Pandas: Python's Data Manipulation Powerhouse
Pandas provides two main data structures built on top of NumPy:
- Series: 1D labeled array
- DataFrame: 2D labeled table (think spreadsheet or SQL table)
It is the most-used tool for data cleaning, transformation, and analysis.
Series
import pandas as pd
import numpy as np
# Create Series
s1 = pd.Series([10, 20, 30, 40, 50]) # default integer index
s2 = pd.Series([10, 20, 30], index=['a','b','c']) # custom index
s3 = pd.Series({'mon': 100, 'tue': 200, 'wed': 150}) # from dict
print(s1)
# 0 10
# 1 20
# ...
# Access
print(s2['b']) # 20 (label-based)
print(s1[2]) # 30 (positional)
print(s2[['a','c']]) # multiple labels
# Vectorized operations
print(s1 * 2) # [20, 40, 60, 80, 100]
print(s1 + s2) # aligns on index! NaN for mismatches
# Attributes
print(s1.values) # numpy array
print(s1.index) # RangeIndex
print(s1.dtype) # int64
print(s1.shape) # (5,)
print(s1.name) # None (can be set)
# Statistical methods
print(s1.mean(), s1.std(), s1.min(), s1.max())
print(s1.describe())
print(s1.value_counts())
DataFrame Creation
# From dict of lists
df = pd.DataFrame({
'name': ['Alice', 'Bob', 'Carol', 'Dave', 'Eve'],
'age': [28, 32, 25, 35, 29],
'salary': [75000, 85000, 65000, 95000, 70000],
'dept': ['DS', 'Eng', 'DS', 'Mgt', 'Eng'],
'score': [92, 87, 95, 78, 88],
})
# From list of dicts (JSON-like)
records = [
{'id': 1, 'value': 42.5, 'label': 'A'},
{'id': 2, 'value': 37.2, 'label': 'B'},
{'id': 3, 'value': 55.1, 'label': 'A'},
]
df2 = pd.DataFrame(records)
# From NumPy array
arr = np.random.randn(100, 4)
df3 = pd.DataFrame(arr, columns=['feat_1', 'feat_2', 'feat_3', 'feat_4'])
# From CSV / Excel / SQL
df_csv = pd.read_csv('data.csv')
df_excel = pd.read_excel('data.xlsx', sheet_name='Sheet1')

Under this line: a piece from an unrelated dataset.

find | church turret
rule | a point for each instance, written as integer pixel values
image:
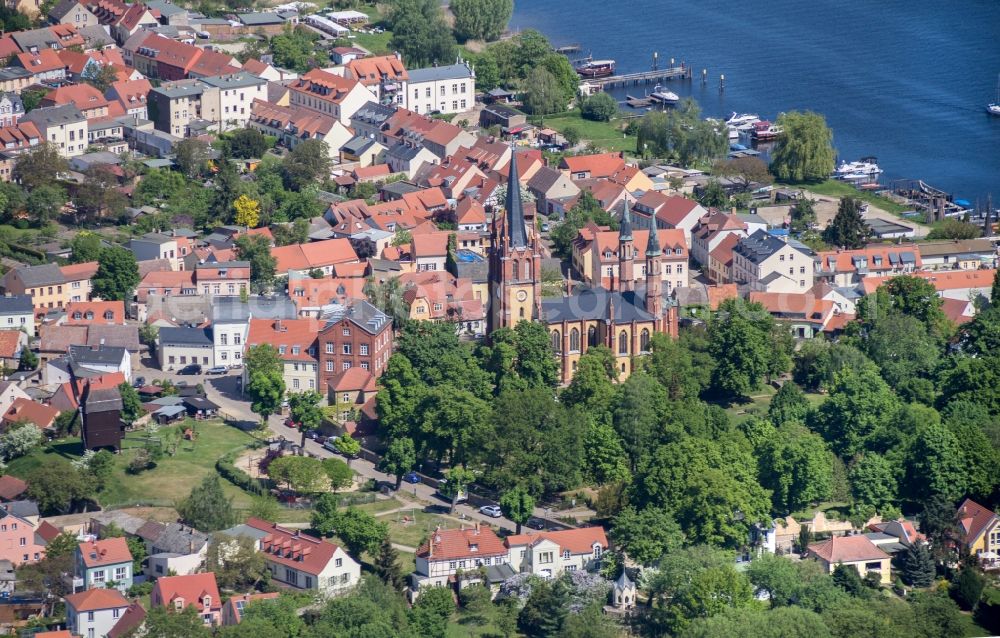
(626, 252)
(654, 279)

# df_sql = pd.read_sql('SELECT * FROM table', connection)
print(df.shape) # (5, 5)
print(df.dtypes)
print(df.info()) # non-null counts, dtypes, memory
print(df.describe()) # statistical summary of numeric cols
print(df.head(3)) # first 3 rows
print(df.tail(2)) # last 2 rows
Selection and Filtering — The Most Important Section
# ── Column selection ───────────────────────────────────────
print(df['name']) # Series (single column)

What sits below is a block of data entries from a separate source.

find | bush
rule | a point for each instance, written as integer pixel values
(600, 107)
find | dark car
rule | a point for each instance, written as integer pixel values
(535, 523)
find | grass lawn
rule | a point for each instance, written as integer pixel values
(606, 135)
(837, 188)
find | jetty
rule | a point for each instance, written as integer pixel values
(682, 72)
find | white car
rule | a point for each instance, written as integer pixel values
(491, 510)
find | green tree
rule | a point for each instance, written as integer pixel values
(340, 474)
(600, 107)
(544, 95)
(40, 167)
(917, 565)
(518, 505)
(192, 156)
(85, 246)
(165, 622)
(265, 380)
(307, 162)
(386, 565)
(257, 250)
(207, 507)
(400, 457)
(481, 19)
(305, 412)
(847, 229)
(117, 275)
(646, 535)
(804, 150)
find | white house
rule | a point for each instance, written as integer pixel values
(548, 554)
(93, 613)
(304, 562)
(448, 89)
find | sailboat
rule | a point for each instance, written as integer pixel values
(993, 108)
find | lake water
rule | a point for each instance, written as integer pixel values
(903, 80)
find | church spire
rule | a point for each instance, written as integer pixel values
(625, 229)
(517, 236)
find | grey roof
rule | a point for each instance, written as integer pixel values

print(df[['name', 'salary']]) # DataFrame (multiple columns)
print(df.name) # dot notation — works if no spaces
# ── Row selection ──────────────────────────────────────────
# loc — label-based (INCLUSIVE of stop)
print(df.loc[0]) # row by label
print(df.loc[0:2]) # rows 0, 1, 2 (INCLUSIVE)
print(df.loc[0, 'name']) # single value
print(df.loc[0:2, ['name','salary']]) # rows 0-2, specific cols
# Set custom index
df_idx = df.set_index('name')
print(df_idx.loc['Alice']) # row for Alice
print(df_idx.loc['Alice', 'salary']) # Alice's salary
# iloc — integer position-based (EXCLUSIVE of stop, like Python slicing)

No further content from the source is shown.